Planter Evaluation – Now is the time

August 6, 2021

Over the last few years, interest in “yield improving” row crop planter modifications, add-ons, and technologies have been topics of discussion for growers. While there is benefit from various technologies in specific row crops, the jury is still out on every technology and new product contributing to yield (and profit) in every crop grown in South Carolina and throughout the Southeast.

As with any piece of farm equipment, maintenance is important to ensure that the equipment is working correctly and doing the best job that it can do. Planter maintenance is often something that may be overlooked, but in reality is actually quite important. In crops like corn, uniform emergence and stand establishment have shown to increase yield (up to 10-15%) compared to areas where plants do not emerge uniformly. Various components on row crop planter do wear out over time, like double-disk openers, parallel arm bushings, t-handles, and seed meter components, so attention to these components is important. Precision Planting has put together a series of videos that do a great job of explaining various planter components and the impact they can have on yield. The link to their videos is here.
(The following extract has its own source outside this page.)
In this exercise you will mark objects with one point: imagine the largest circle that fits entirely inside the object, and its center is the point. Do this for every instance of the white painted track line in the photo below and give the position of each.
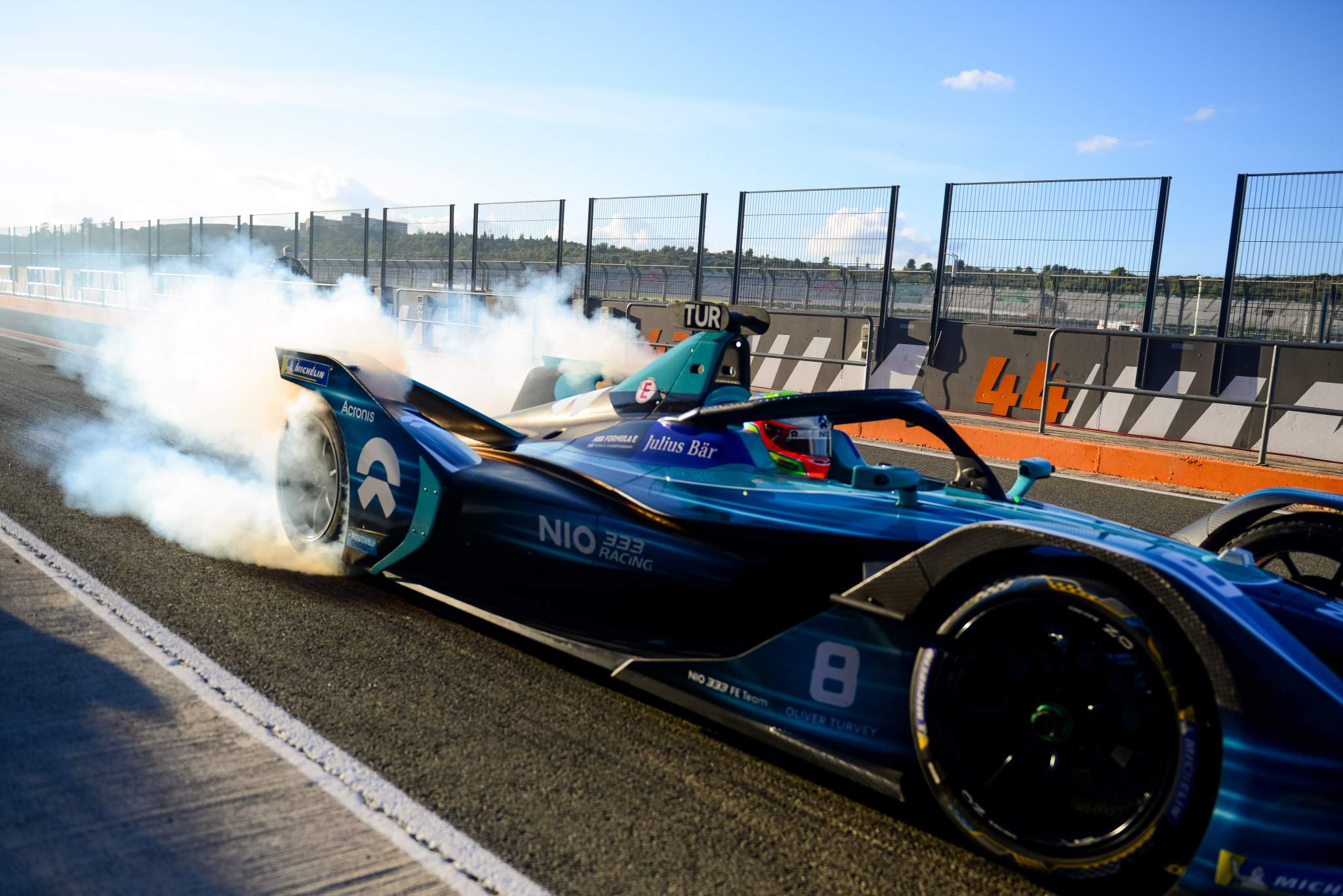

As we progress through the growing season and begin harvesting corn, now is a great time to evaluate planter performance on a row-to-row basis through yield. The easiest way to determine variability of yield across the planter is to go out to the field and pull ears from each row of a specific planter pass. Keeping the ears separated by row, shell the ears, and weigh the kernels. By having the grain weight from each row, row-to-row comparisons can be made to determine if a single row unit or group of row units are consistently low yielding. If a low yielding row is detected, further inspection of the planter, 2X2 system, or fertilizer applicator (if using liquid) can result in some sort of issue being discovered and can be fixed before next planting season.

If ears are going to be pulled from rows in the field, the easiest way to complete this would be to measure off 1/1000 of an acre per row and pull all of the ears in that section of row. After you hand shell the corn from each section of row simply dividing the kernel weight by 56 lbs/bushel and then multiplying by 1000 would result in the bushels/acre from each section of row. The picture below lists the number of row-feet needed to equal 1/1000th of an acre depending on your row spacing. A count of plants within the 1/1000th acre of row will also reveal seed meter performance and whether or not target seed rates were met.